Filipe Nyusi considers pension payments to Renamo guerrillas "a bill for sustainable peace"

Filipe Nyusi considera pagamento de pensões aos guerrilheiros da Renamo “factura para uma paz sustentável”

The President of the Republic, Filipe Nyusi, said today that a future pension program for the former guerrillas of the Mozambican National Resistance (Renamo), the main opposition party, is "the bill" that the country must pay for "sustainable peace".

"The peace bill must be sustained, we have been working to mobilize more support from our partners," to find solutions that make it possible to pay pensions to former Renamo guerrillas, Nyusi said.

The Mozambican head of state was speaking at the conference "Silencing the Guns in Africa in 2030", held in Addis Ababa, the Ethiopian capital, by the UK's Royal Institute of International Affairs (Chatham House).

Quoted by Lusa, the President of the Republic pointed out that there is a consensus in the country that the 5,221 armed men of the main opposition party, of whom more than 91% have already been demobilized, should have a source of support, receiving pensions, despite not having paid into the social security system.

Filipe Nyusi said that the Mozambican state is working with international partners to finance the first five years of benefit payments to the former guerrillas, so that the Mozambican authorities can later assume this responsibility.

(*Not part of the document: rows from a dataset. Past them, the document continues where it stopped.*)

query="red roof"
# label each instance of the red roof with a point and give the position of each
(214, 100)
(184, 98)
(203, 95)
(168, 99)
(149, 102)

The transfer of a monthly payment is one stage in the process of reintegration and reconciliation with the former guerrillas, which will follow the conclusion of the disarmament and demobilization currently underway, Nyusi continued.

"We are working to close the last Renamo base this year and focus our action on the process of reintegration and national reconciliation, including the institutionalization of pensions," he said.

Filipe Nyusi noted that progress in the implementation of Renamo's Disarmament, Demobilization and Reintegration (DDR) process is the result of honest dialogue and trust between the leaderships of the two parties, through a methodology that he described as "ownership by Mozambicans of the negotiation process".

The director of Chatham House's Africa Program, Alex Vines, pointed to Filipe Nyusi's pragmatism as one of the keys to the progress made in the peace process with Renamo.

"The President is an engineer by training and looks for solutions to problems," he said.

This realistic approach, he continued, led Filipe Nyusi to favor direct contacts with the Renamo leadership and to bet on more effective solutions.

Of the 5,221 armed men of the main opposition party, around 4,700 have already been demobilized, some of whom have been incorporated into the Mozambican Defence and Security Forces, with the last of the movement's main bases still to be closed.

Last week, Renamo called the closure of the last base of the party's armed wing "an unknown", following the alleged murder of a former military chief of the organization.

"This is beginning to be an unknown: they are murdering our demobilized members," said José Manteigas, the party's spokesman, during a press conference in Maputo, where he denounced the alleged murder of a delegate and demobilized member in the center of the country.

On the other hand, the main opposition party considered the payment of pensions to its men to be essential for a definitive peace in the country.